Comparado à estatística das últimas eleições (2012), o número apurado para 2017 permite supor que muita gente poderá ter ficado voluntariamente de fora. Em 2012 foram nove milhões os cidadãos inscritos para o voto e, agora, cinco anos depois, repete-se praticamente a cifra, com um ligeiro incremento na ordem das dezenas de milhares.
A nível presidencial
Mas contagens à parte, o factor de maior relevância nas novidades para 2017 é, sem dúvidas, a mudança que se
produzirá à frente da chefia do Estado. Independentemente de quem ganhe, o certo é que, em Setembro, testemunharemos o empossamento de um novo Presidente da República depois do ciclo José Eduardo dos Santos, aberto em 1979 quando, aos 37 anos de idade, foi chamado a assumir a missão histórica de substituir Agostinho Neto, falecido por doença no quarto ano de nação independente do país.
Um estreante absoluto será o novo timoneiro de Angola, com as previsões a indicarem como nome quase certo o de João Manuel Gonçalves Lourenço, actual ministro da Defesa e segunda figura da hierarquia do seu partido, o MPLA. Na chapa eleitoral aparece secundado por Bornito de Sousa Baltazar Diogo, a proposta do partido para Vice-Presidente da República.
Deputados, e campanha eleitoral…
A lista de deputados, conhecida há vários meses numa altura em que mais nenhuma outra era do domínio público, inclui altas figuras da direcção do MPLA, governantes actuais e personalidades de reconhecida valia técnica nos seus domínios de actuação, como professores universitários, economistas e líderes juvenis.
Primeiro a divulgar publicamente os nomes das personalidades com quem vai a votos, o MPLA foi também o partido que se adiantou nas acções públicas de campanha pelo voto, lançando para o terreno o seu candidato num mês tão improvável como Fevereiro, a longos seis meses do período definido para a votação (Agosto, dia 23).
… desigual
Tem sido uma verdadeira luta desigual, com o MPLA a transformar os actos de apresentação do seu novo candidato presidencial em gigantescos banhos de multidão, em praças eleitorais tão distintas como Cabinda ou Cunene (extremos norte e sul do país), Namibe, Luanda ou Lubango.
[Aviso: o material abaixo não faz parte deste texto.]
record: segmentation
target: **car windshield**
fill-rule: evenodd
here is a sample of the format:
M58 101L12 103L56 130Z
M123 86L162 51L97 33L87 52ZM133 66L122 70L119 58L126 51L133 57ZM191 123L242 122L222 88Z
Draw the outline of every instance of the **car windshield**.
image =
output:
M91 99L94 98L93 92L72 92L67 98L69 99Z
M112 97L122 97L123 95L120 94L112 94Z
Além da reconhecidamente maior capacidade de mobilização popular que o MPLA exibe desde sempre – em bom rigor o traço distintivo do seu código genético -, à sua impetuosa marcha estão também associados factores como uma saúde financeira que não há como comparar com a dos outros concorrentes.
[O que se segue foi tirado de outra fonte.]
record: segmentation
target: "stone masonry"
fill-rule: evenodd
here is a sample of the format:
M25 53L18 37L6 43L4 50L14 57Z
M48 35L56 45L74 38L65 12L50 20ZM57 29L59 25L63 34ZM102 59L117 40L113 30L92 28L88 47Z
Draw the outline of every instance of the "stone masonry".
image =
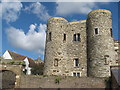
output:
M111 12L94 10L87 20L48 20L44 75L108 77L116 65Z

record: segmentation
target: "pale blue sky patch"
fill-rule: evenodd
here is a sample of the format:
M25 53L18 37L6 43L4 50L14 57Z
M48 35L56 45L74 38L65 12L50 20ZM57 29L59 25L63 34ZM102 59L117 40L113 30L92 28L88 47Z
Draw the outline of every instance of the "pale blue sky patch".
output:
M11 50L34 59L38 56L44 59L47 20L51 17L63 17L68 21L86 20L87 14L94 9L108 9L112 12L113 34L115 39L118 38L117 2L8 1L4 3L3 11L0 10L3 15L3 53Z

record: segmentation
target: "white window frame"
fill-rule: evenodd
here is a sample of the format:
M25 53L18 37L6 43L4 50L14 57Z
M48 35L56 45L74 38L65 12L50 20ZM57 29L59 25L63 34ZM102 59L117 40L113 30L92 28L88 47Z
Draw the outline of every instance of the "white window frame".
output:
M78 66L76 66L76 59L78 59ZM79 58L74 58L74 67L79 67L80 64L79 64Z

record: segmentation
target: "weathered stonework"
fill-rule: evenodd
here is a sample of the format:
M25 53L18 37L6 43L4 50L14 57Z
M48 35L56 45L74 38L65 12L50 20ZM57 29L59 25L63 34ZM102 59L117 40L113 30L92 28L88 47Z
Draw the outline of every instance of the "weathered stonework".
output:
M98 29L97 35L95 28ZM112 17L108 10L94 10L88 14L87 20L76 22L68 22L61 17L49 19L44 74L73 76L74 73L79 73L81 77L110 76L110 66L115 64L111 29ZM75 34L80 34L80 40L74 40ZM76 58L78 67L74 66ZM106 59L108 64L105 63Z

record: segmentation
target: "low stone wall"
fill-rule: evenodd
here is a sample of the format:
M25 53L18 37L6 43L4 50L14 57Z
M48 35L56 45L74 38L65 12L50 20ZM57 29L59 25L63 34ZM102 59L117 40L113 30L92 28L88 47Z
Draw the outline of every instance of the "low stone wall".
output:
M55 83L59 81L59 83ZM22 76L20 88L105 88L104 78Z

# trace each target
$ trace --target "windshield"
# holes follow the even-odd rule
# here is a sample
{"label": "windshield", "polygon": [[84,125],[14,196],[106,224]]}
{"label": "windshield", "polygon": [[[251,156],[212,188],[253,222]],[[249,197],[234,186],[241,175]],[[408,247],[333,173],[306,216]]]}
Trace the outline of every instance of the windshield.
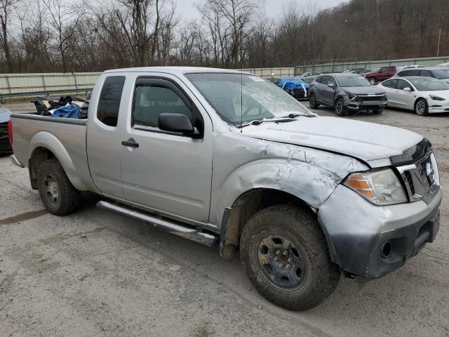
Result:
{"label": "windshield", "polygon": [[432,75],[438,79],[449,79],[449,69],[440,69],[438,70],[432,70]]}
{"label": "windshield", "polygon": [[368,86],[371,84],[363,76],[348,76],[337,77],[340,86]]}
{"label": "windshield", "polygon": [[222,119],[234,125],[291,114],[314,115],[283,90],[257,76],[227,73],[185,76]]}
{"label": "windshield", "polygon": [[410,79],[416,88],[420,91],[432,91],[437,90],[449,90],[449,84],[441,81],[424,79]]}
{"label": "windshield", "polygon": [[295,84],[301,84],[302,83],[304,83],[304,81],[302,81],[302,79],[286,79],[285,80],[286,83],[286,82],[290,82],[290,83],[294,83]]}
Tudo indica que o partido que apoia a candidatura de João Lourenço chegará ao fim deste processo de actos de massas com dezenas de eventos realizados, sempre com larga participação popular, e quem lhe procura imitar – dos partidos médios aos de expressão ínfima – dificilmente passará dos quatro ou cinco comícios feitos a duras penas.
Falta, decididamente, fôlego aos outros para tentarem fazer frente ao rolo compressor em que está transformado o partido de governo, uma tendência que poderá vir a ampliar-se nos tempos futuros, a julgar pelo deserto de ideias e ausência de brilho que marcam a tónica da vida funcional dos partidos da Oposição em Angola, salvo as honrosas excepções da UNITA e CASA-CE, esta última, uma coligação de partidos de matriz urbana liderada por Abel Chivuvkuvuku, antigo colaborador próximo de Jonas Savimbi.